High court moves away from leniency for minors who murder
Washington – After more than a decade in which the Supreme Court moved gradually toward more leniency for minors convicted of murder, the justices on Thursday moved the other way.
The high court ruled 6-3 along liberal-conservative lines against a Mississippi inmate sentenced to life in prison without the possibility of parole for fatally stabbing his grandfather when the defendant was 15 years old. The case is important because it marks a break with the court’s previous rulings and is evidence of the impact of a newly more conservative court.
The case before the justices has to do with sentencing juveniles to life in prison without the possibility of parole. The Supreme Court had previously said that those sentences should be rare. The question the justices were answering in this case concerned what courts must do before deciding to impose one of those sentences.
The “argument that the sentencer must make a finding of permanent incorrigibility is inconsistent with the Court’s precedents,” Justice Brett Kavanaugh wrote for the majority.

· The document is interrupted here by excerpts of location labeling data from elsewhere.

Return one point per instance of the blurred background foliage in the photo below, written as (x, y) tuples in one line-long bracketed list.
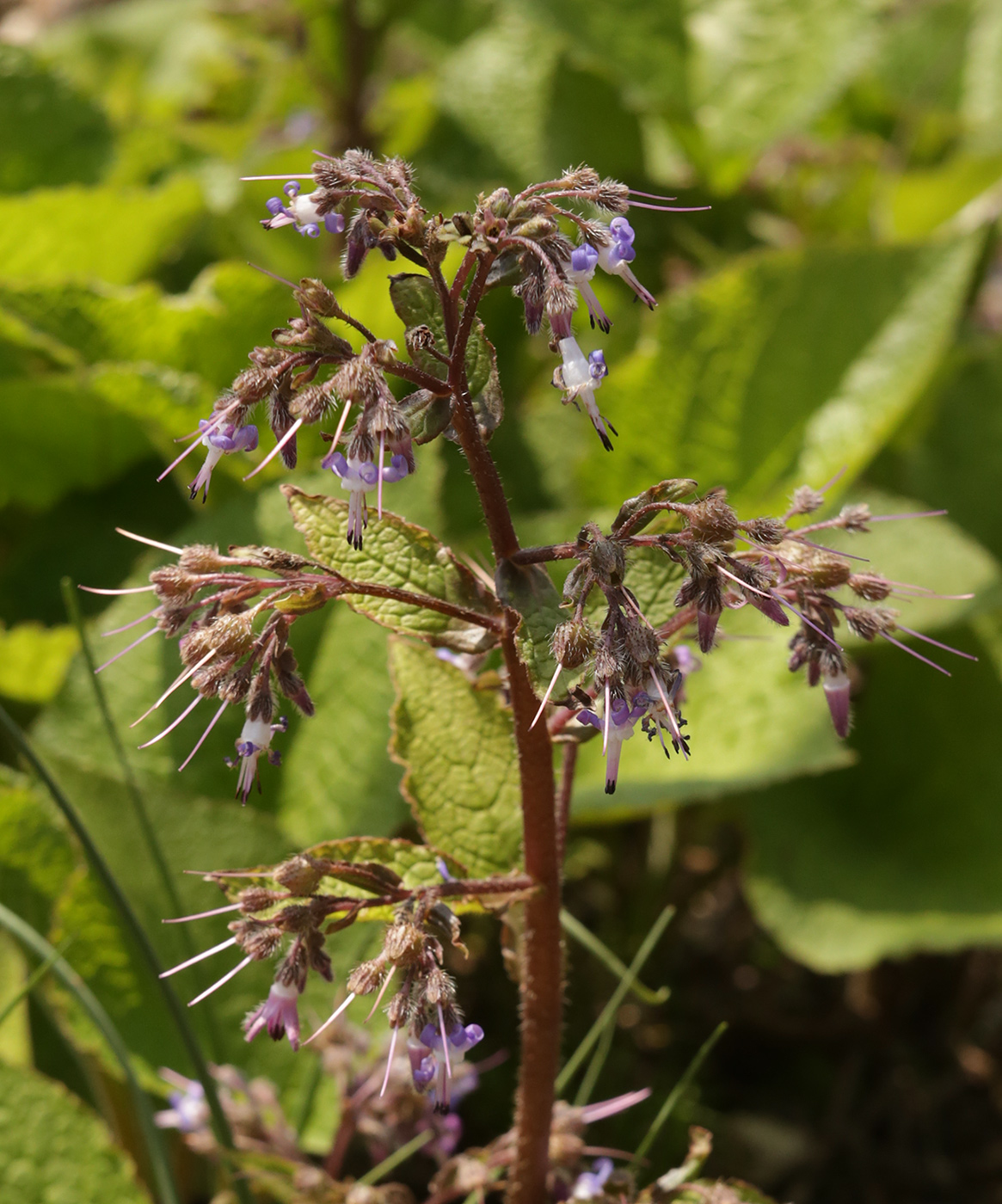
[(841, 304)]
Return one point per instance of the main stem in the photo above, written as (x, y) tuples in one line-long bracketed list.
[(541, 987)]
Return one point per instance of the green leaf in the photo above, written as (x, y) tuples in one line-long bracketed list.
[(57, 435), (897, 855), (760, 69), (34, 660), (461, 770), (417, 304), (337, 777), (781, 369), (495, 86), (51, 134), (110, 234), (532, 592), (54, 1149), (751, 722), (403, 556)]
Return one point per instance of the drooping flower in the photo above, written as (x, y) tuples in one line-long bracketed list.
[(301, 211), (255, 738), (358, 477), (616, 728), (433, 1054), (580, 377), (590, 1183), (220, 439), (279, 1014), (188, 1111), (580, 270), (617, 255)]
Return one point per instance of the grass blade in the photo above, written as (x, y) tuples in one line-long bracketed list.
[(52, 960), (395, 1158), (219, 1123), (612, 1007), (677, 1092), (574, 927)]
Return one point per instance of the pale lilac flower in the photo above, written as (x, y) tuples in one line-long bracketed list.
[(836, 686), (188, 1111), (358, 477), (617, 255), (279, 1014), (255, 738), (580, 377), (300, 211), (220, 439), (431, 1060), (580, 270), (619, 728), (590, 1185)]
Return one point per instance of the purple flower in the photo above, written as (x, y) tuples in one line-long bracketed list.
[(580, 271), (358, 477), (301, 212), (580, 377), (255, 738), (590, 1185), (279, 1013), (836, 686), (188, 1111), (619, 728), (430, 1059), (220, 439), (617, 255)]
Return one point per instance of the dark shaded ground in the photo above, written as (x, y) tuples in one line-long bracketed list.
[(867, 1089)]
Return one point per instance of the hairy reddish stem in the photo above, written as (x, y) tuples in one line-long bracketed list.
[(541, 989)]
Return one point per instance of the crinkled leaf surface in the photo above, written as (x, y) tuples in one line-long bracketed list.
[(401, 556), (54, 1152), (460, 765), (778, 370), (899, 854)]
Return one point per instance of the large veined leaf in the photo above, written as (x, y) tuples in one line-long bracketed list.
[(899, 854), (108, 234), (403, 556), (460, 764), (53, 1149), (779, 370), (763, 68)]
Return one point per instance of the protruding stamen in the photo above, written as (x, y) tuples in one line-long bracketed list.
[(205, 915), (276, 449), (341, 423), (912, 652), (153, 544), (929, 640), (132, 589), (546, 696), (379, 478), (389, 1062), (146, 635), (606, 720), (201, 738), (330, 1019), (208, 429), (176, 684), (135, 623), (199, 957), (170, 728), (222, 981), (379, 996), (445, 1043)]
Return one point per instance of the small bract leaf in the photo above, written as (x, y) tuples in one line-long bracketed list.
[(461, 770), (403, 556)]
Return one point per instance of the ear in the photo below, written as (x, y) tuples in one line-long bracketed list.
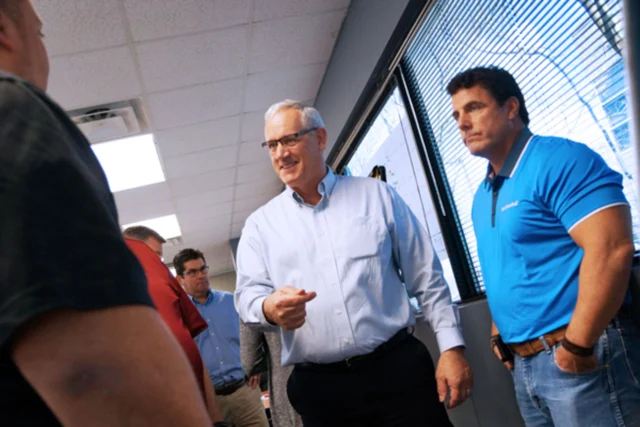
[(9, 34), (322, 138), (513, 107)]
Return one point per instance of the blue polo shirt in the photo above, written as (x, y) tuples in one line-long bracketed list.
[(522, 218), (219, 345)]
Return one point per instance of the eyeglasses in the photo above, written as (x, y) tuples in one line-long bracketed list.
[(287, 140), (194, 271)]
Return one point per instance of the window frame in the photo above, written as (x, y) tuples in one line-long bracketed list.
[(446, 211)]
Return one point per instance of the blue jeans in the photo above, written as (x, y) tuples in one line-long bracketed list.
[(606, 397)]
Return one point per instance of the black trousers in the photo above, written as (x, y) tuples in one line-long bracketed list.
[(396, 389)]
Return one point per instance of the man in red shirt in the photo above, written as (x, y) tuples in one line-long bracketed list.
[(174, 306)]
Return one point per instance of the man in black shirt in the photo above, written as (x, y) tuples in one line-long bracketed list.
[(80, 342)]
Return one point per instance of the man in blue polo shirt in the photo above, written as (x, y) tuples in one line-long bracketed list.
[(555, 246)]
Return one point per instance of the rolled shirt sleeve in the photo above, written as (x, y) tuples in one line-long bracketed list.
[(253, 283), (424, 278)]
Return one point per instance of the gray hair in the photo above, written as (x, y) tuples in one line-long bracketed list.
[(142, 233), (311, 117)]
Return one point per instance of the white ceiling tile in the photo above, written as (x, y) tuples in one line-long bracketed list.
[(152, 19), (87, 79), (269, 9), (203, 182), (143, 195), (206, 225), (216, 211), (196, 104), (255, 172), (264, 186), (80, 25), (294, 41), (251, 203), (198, 137), (253, 152), (197, 201), (265, 89), (209, 236), (200, 162), (209, 57), (253, 126), (241, 216), (129, 214), (236, 229), (209, 243)]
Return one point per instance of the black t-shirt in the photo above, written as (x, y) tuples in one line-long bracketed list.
[(60, 242)]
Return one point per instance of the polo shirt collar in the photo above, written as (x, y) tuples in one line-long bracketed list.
[(208, 301), (513, 158)]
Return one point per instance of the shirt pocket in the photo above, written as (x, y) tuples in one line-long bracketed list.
[(360, 238)]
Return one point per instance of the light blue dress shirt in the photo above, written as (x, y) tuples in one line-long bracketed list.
[(347, 249), (219, 344)]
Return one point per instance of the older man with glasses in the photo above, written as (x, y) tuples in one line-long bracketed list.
[(321, 261), (219, 345)]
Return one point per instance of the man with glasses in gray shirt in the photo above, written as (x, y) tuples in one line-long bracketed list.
[(321, 262)]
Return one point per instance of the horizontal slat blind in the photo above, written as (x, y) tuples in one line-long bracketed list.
[(566, 57)]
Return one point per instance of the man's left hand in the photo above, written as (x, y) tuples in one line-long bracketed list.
[(454, 377), (573, 364), (254, 381)]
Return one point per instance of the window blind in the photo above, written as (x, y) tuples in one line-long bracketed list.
[(566, 57)]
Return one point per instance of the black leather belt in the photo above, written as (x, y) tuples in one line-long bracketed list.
[(229, 388), (357, 361)]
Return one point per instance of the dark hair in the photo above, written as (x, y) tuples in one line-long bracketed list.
[(140, 232), (185, 256), (500, 84)]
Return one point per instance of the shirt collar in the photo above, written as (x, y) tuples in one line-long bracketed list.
[(209, 298), (325, 187), (513, 157)]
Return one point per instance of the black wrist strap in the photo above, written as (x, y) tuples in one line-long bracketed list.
[(505, 352), (576, 349)]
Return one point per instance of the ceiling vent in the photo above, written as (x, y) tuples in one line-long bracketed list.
[(111, 121), (175, 241)]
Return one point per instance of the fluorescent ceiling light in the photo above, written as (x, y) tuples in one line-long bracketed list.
[(166, 226), (130, 162)]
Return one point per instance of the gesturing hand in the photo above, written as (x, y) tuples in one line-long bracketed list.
[(287, 307), (454, 377)]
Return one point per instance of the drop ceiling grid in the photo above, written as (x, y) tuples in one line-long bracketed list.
[(205, 70)]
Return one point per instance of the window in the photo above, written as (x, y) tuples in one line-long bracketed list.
[(389, 142), (566, 57)]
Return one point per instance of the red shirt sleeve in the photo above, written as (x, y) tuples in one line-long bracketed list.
[(173, 304)]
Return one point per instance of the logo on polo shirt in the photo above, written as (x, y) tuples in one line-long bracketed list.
[(510, 205)]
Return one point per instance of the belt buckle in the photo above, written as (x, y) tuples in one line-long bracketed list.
[(346, 362)]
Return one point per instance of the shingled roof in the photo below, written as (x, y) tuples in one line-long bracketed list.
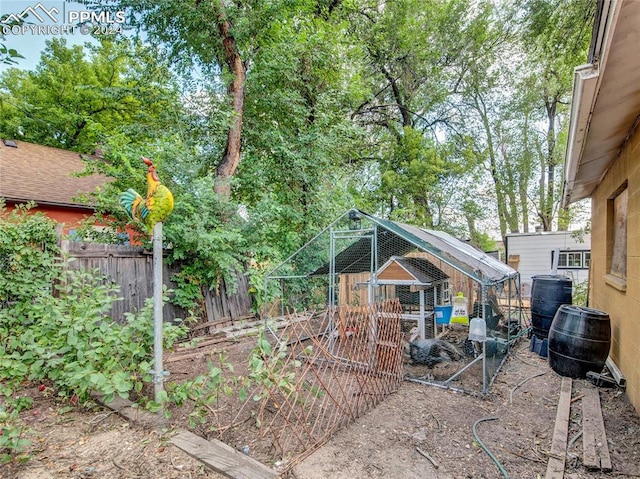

Beginning in 2005, the Supreme Court had concluded in a series of cases that minors should be treated differently from adults, in part because of minors’ lack of maturity. That year, the court eliminated the death penalty for juveniles. Five years later, it later barred life-without-parole sentences for juveniles except in cases of murder. In 2012 and 2016 the court again sided with minors. The court said life-without-parole sentences should reserved “for all but the rarest of juvenile offenders, those whose crimes reflect permanent incorrigibility.”
Since that time, Justice Ruth Bader Ginsburg and Justice Anthony Kennedy, whose votes were key to those decisions, have been replaced by more conservative justices.
The current case asked the justices whether a minor has to be found to be “permanently incorrigible,” incapable of being rehabilitated, before being sentenced to life without parole.
The specific case before the justices involved Mississippi inmate Brett Jones, who was 15 and living with his grandparents when he fatally stabbed his grandfather. The two had a fight in the home’s kitchen after Bertis Jones found his grandson’s girlfriend in his grandson’s bedroom. Brett Jones, who was using a knife to make a sandwich before the fight, stabbed his grandfather first with that knife and then, when it broke, with a different knife. He was convicted and sentenced to life in prison without the possibility of parole.
Brett Jones had argued he is not “permanently incorrigible” and should therefore be eligible for parole. Mississippi says the Eighth Amendment doesn’t require that Jones be found to be permanently incorrigible to receive a life-without-parole sentence, just that Jones’ status as a minor when he committed his crime be considered.
The case is Jones v. Mississippi, 18-1259.